Making the Kalle took far longer than I anticipated. I had a disastrous attempt at making shirtdress a long time ago, so I kinda knew what hurdles to expect. I mostly anticipated issues with the collar, but in fact that didn’t turn out to be too bad. Instead I had loads of problems with the bias band finishing at the hem. Even with a bias band foot I had to redo it multiple times over multiple days. I can confirm that swear words were used at this stage! The bias band was on the narrow side and, as I mentioned, in very lightweight fabric, so perhaps increasing the width slightly would have helped. The pattern does suggest using a rolling hem foot with lightweight fabrics as an edge finishing, which I want to try next time I’d make this pattern in a similar fabric. My biggest problem however was that even parts of the project that went right on the first try, still took ages. I’m not sure why, but all the sewing went at a snail’s pace.
I often like to complain about sewing buttonholes, as with my machine the 1-step buttonhole function is a bit hit and miss. Either it’s quick and easy, or you’re left leaving offerings and praying to the sewing gods for months before it will let you make those goshdarn button holes in that particular project. This time, me and the button hole maker were on good terms. It was an almost surreal experience, getting so many buttons sewn on without problems! I initially picked different buttons for this project, but while they looked nice they also made the project a lot more dressy-er than I was going for -I wanted this to be an everyday dress. These brass buttons gave it just the vibe I wanted!
This was the first time I used the ‘burrito method’ for a yoke, and folks, I totally get all the raving about this now. While I was doing it I felt a bit sceptical and had no idea what I was doing, but I trusted the instructions and -O.M.G- it looks so clean! I am definitely a fan now! I thought the instructions for this pattern were pretty good. Even though I had a few problems in the process, I don’t think they had much to do with the instructions. There is also a really informative sew along on the Closet Case blog, which was particularly helpful when sewing the collar and explaining the burrito method to this collar rookie. I also like that the pattern has pointers depending on your preferred way of wearing shirts (buttoned all the way or not) with regards to finishing. Personally I prefer the “all buttoned up look” but this shows the amount of details and though that went into the instructions.

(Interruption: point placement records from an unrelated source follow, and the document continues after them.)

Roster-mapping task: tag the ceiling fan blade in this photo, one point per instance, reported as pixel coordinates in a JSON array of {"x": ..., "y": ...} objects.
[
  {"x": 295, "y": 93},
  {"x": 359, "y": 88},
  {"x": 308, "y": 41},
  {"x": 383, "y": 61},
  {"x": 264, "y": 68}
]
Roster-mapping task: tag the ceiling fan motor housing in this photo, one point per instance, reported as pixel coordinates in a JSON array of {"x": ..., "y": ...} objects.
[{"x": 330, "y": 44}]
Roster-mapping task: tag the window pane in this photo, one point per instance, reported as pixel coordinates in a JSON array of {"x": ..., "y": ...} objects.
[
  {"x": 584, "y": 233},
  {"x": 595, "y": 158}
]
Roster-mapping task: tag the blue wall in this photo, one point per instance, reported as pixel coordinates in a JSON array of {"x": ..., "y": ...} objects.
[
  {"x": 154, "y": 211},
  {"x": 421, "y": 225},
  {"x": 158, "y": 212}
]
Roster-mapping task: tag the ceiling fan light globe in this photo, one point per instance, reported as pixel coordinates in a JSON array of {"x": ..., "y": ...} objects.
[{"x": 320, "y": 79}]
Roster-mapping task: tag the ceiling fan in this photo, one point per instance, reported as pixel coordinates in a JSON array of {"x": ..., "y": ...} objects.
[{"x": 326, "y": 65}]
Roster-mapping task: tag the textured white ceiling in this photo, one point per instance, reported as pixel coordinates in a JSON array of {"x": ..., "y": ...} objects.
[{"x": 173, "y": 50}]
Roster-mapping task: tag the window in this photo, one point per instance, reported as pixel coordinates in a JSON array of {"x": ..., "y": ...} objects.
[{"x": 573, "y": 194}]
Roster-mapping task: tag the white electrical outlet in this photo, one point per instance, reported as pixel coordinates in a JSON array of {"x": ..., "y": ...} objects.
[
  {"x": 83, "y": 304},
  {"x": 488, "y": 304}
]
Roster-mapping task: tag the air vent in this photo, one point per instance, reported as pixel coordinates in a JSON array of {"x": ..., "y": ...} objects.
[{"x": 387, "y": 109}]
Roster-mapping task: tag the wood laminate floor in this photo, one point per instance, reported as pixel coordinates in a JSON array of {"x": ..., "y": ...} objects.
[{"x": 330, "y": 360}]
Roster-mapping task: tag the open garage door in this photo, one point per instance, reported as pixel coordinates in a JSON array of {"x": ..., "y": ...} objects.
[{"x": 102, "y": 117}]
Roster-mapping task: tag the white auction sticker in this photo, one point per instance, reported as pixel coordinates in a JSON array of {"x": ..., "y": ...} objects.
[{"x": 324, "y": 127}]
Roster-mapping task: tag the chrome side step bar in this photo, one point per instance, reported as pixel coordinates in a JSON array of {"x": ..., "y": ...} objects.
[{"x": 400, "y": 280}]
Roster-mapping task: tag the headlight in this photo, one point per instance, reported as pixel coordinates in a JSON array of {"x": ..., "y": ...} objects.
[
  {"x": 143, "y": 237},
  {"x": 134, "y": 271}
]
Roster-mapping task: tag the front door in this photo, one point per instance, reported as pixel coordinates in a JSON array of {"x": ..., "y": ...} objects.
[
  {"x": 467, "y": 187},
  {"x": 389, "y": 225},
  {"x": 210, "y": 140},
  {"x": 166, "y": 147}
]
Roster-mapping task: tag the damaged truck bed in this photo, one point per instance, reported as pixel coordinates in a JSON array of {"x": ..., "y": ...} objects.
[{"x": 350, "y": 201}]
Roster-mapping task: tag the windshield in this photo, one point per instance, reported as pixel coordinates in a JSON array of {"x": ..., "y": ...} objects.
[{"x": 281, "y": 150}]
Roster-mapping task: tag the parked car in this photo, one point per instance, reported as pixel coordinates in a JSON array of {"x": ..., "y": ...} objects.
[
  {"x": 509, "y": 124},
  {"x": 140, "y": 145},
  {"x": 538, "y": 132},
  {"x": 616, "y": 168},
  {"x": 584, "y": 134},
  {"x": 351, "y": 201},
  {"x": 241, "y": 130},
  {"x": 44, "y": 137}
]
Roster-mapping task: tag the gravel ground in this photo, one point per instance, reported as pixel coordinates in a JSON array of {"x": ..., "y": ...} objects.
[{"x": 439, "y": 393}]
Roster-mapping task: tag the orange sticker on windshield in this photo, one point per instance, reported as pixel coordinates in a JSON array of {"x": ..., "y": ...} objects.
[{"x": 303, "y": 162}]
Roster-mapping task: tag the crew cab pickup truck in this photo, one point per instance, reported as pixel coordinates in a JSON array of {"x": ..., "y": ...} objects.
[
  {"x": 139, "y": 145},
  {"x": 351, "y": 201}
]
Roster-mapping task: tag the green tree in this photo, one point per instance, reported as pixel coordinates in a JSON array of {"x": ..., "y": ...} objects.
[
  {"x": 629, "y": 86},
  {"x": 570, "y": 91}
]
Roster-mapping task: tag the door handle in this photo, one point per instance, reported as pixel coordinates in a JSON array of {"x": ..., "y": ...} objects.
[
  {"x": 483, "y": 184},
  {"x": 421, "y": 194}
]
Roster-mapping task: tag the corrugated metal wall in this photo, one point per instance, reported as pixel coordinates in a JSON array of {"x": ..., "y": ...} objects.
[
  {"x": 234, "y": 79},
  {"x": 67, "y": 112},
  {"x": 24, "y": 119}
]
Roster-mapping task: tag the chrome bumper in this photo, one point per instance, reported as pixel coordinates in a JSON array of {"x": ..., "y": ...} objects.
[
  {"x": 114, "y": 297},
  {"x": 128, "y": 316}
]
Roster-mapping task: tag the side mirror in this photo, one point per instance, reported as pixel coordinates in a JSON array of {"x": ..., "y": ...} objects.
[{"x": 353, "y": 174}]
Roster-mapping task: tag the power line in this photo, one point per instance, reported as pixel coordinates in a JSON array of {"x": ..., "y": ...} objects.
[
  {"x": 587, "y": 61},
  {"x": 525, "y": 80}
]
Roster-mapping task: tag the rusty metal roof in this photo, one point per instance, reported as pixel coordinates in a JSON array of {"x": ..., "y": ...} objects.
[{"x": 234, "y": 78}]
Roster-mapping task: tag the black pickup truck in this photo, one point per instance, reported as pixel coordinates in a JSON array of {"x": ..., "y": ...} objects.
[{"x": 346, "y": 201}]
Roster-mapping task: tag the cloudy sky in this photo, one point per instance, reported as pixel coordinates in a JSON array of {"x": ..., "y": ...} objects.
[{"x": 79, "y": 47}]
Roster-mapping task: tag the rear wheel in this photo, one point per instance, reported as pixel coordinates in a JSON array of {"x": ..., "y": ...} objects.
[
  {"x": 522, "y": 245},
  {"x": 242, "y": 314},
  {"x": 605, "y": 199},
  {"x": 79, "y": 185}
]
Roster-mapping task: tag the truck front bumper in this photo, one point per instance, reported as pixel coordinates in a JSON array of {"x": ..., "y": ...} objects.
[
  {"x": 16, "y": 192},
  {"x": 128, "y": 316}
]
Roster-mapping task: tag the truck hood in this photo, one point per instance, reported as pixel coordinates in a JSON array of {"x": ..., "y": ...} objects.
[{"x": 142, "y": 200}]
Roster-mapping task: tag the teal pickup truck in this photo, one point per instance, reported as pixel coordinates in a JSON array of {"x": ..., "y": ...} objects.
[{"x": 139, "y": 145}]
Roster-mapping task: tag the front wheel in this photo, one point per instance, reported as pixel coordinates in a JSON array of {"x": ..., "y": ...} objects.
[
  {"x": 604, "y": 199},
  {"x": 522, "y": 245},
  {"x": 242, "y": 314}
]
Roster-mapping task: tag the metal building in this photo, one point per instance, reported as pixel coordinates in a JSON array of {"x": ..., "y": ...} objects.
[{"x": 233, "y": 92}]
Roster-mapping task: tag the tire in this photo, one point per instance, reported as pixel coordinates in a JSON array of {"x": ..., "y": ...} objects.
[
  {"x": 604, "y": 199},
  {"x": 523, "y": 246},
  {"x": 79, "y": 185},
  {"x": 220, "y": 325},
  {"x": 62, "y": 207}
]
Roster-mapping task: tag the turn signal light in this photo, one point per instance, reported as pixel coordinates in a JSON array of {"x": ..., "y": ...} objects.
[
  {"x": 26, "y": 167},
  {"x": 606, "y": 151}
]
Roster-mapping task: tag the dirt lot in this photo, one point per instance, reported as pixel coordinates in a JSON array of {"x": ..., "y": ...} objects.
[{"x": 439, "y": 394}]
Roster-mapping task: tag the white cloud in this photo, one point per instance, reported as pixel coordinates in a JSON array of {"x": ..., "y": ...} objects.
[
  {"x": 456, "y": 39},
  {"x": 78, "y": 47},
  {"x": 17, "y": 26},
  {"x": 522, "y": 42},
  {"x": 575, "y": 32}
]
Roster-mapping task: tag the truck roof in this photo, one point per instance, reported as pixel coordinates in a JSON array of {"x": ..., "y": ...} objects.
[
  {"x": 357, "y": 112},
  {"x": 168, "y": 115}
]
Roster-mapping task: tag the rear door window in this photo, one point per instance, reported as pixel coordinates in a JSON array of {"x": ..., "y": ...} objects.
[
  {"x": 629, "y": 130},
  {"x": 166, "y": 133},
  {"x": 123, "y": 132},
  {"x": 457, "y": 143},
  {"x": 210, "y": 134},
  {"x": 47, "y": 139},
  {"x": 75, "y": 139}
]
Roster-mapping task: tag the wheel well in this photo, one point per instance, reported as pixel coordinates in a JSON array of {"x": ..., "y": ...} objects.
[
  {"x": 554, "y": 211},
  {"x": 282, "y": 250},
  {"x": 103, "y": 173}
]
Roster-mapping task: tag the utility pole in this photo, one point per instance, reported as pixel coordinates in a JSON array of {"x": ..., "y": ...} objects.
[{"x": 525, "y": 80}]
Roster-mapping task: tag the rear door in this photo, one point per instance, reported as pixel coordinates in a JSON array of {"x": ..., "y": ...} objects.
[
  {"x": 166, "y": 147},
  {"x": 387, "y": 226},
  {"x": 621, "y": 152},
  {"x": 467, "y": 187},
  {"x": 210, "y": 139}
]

After all those struggles, I had some doubts about whether the style would even suit me and through the frustration of moving at a snails pace I didn’t have high expectations when I first put it on. At this point I hadn’t put the buttons on yet and just pinned the dress close, because I wasn’t convinced I even wanted to put in the effort if the whole project turned out to be a flop. Imagine my surprise when I put it on and instantly liked it a lot! On the aspect of technical sewing, this is definitely not my best make, I fudged a lot and I think my collar making skills can improve a lot with time and practise, but it’s also not the worse and to definitely not to the point that it is unwearable. I think this will get a lot of wear, possibly the most of all my Summer of Basics makes as it is better suited to layering when it gets colder. All in all, surprisingly pleased with this in the end and will probably return to this pattern in the future!